When he had finished, von Kraul sat in the chair, hands folded across the handle of his walking stick, and gazed at the opposite wall. After a while, he said, “Steiner will be there on his own. You are sure of that?”
Chavasse nodded. “That’s the essence of the whole plan – simplicity.”
“And a simple plan may be thwarted just as simply,” von Kraul said. “Is that not logic, Herr Chavasse?”
“What do you have in mind?”
Von Kraul shrugged. “I was thinking that we do not want an unsavory scandal, particularly one which suggested that the Nazis were still active and powerful. Such things are meat and drink to our Communist friends.”
“I’ll go that far with you,” Chavasse said, “but where does it get us?”
“To the grounds of Herr Nagel’s house at Blankenese,” von Kraul said. “It seems to me that two determined men could handle this affair. Are you interested?”
Chavasse got to his feet, a smile spreading across his face. “You’re too damned right I’m interested.”
“Then I suggest we be on our way.”
As he stood, Von Kraul said, “You know, there are considerable gaps in your story, and I am a man with a naturally tidy mind. I would be very interested in knowing how you first became involved with Nagel and his friends.”
Chavasse was in the act of pulling on the hunting jacket he had taken from the inn at Berndorf, and he smiled. “Now, surely you know better than to ask me a thing like that, Colonel?”
Von Kraul sighed. “After all, we are supposed to be allies. How much simpler it would be if we were completely frank with each other.” He held open the door. “Shall we go?”
His car was a black Porsche, and he handled it more than competently as they moved through the heavy traffic in the center of the city and crossed the Alster by the Lombardsbrucke.
Chavasse glanced at his watch. It was just after seven-thirty, and he turned to his companion and said, “How long will it take us to reach Nagel’s place?”
Von Kraul said, “Twenty minutes, perhaps even thirty. Certainly not longer.”
Chavasse made a quick decision. “I’d like to call in on a friend, if you don’t mind. Just to let her know I’ll be a little later than I said.”
Von Kraul chuckled. “A woman, eh? Will it take long?”
Chavasse shook his head. “Only a couple of minutes, I promise you, and it’s on our way.”
Von Kraul made no further comment after Chavasse gave him the address, and they continued in silence through the busy streets.

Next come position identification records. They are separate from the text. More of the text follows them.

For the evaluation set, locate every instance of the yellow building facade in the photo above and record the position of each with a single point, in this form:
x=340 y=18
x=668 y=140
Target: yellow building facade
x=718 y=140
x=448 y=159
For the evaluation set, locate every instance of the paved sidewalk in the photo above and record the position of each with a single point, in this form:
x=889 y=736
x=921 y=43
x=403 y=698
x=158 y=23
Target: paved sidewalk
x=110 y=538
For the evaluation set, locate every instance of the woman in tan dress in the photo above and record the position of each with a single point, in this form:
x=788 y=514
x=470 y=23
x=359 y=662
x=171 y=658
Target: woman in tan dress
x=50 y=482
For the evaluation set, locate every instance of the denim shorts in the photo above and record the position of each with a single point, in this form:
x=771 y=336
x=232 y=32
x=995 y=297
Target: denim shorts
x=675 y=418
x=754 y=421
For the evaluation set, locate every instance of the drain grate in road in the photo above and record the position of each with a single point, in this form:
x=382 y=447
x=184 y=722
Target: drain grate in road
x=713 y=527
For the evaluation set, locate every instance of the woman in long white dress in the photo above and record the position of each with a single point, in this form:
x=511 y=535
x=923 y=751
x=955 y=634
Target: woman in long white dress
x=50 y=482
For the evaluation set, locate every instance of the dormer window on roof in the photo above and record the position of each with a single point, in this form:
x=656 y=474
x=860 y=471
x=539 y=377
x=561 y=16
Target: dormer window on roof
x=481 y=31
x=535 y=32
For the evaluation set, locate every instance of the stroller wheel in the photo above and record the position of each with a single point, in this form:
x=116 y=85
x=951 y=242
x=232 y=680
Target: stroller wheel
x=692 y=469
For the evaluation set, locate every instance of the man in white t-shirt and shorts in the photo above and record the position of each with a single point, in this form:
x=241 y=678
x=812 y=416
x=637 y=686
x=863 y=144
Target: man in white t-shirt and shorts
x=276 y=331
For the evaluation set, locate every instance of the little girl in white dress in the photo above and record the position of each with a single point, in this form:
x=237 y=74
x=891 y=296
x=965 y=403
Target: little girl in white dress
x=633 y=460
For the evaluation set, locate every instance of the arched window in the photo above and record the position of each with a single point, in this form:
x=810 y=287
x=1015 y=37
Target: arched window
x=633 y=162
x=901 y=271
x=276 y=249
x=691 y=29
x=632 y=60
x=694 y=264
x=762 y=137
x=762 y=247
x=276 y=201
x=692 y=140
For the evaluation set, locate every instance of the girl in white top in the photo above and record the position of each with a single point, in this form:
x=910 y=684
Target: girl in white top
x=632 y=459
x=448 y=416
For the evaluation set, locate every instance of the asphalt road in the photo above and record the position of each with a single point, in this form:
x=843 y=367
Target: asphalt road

It was a fine autumn evening and the rain had stopped. Chavasse lowered the window and lit a cigarette, feeling suddenly content. Every so often he had a feeling that things were running his way, that the job was going to get finished in exactly the way he wanted.
When the Porsche braked to a halt in front of the apartment house where Anna lived, he got out feeling absurdly happy and grinned through the side window at von Kraul. “I’ll only be a couple of minutes.”
Von Kraul smiled, the cheroot still between his teeth. “Take your time, my friend. Within reason, of course.”